Once again, I’ll try to explain The Thing That Keeps Getting Me in Trouble:

Let’s choose as our examples two cryptos of very different types: Ether and GRS. I hold swags of both. I like both. But I think there is a lack of discussion about the correct development models for both.

One is ‘integrationist,’ and the article outlines clearly how that works, the crypto in question becomes embedded.

The other is more so a ‘pure currency-function’ instrument; and I came to work in the GRS community specifically because (a) cryptos like GRS are what I think of as ‘real’ cryptos – certainly in their political potential to function without much attachment to the legacy banking-system – and (b) the GRS dev team is doing an almost perfect job of developing GRS for currency function.
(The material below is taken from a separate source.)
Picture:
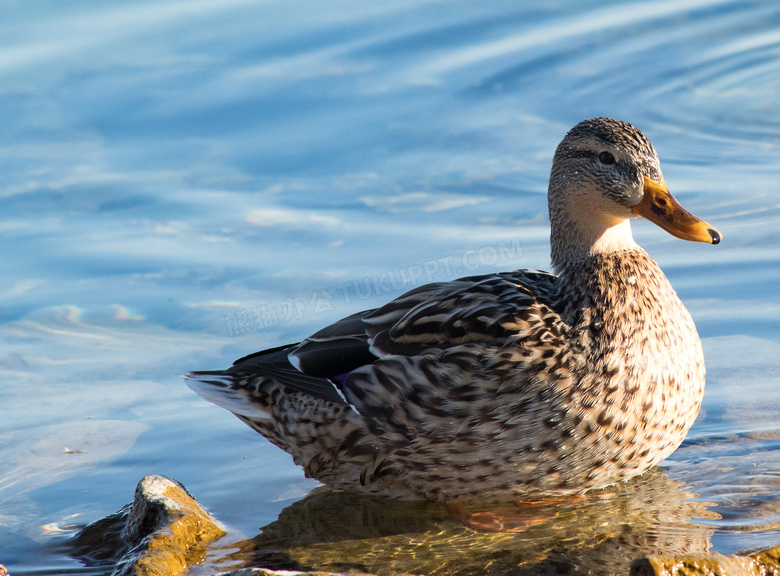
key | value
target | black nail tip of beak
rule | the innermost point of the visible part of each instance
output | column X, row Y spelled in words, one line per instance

There is nothing conspiratorial here at all*. Just the observation that a ‘grass roots’ approach suits us best: we should manage some international meet-ups in the next couple of years. We should be oriented to developing HODL-ing/trading/educational networks in our home communities.

[Early next year, I will approach the guys at Tux exchange, to ask them about the theoretical notion of a trading-pair that trades GRS only in) blocks of 10,000 – OTC should be second nature to a crypto of GRS’s type.]

*What seems to upset folks – and the crazy history of cryptos makes it a reasonable suspicion – is that anywhere where members of a community co-operate at all, then the intent must be dishonest.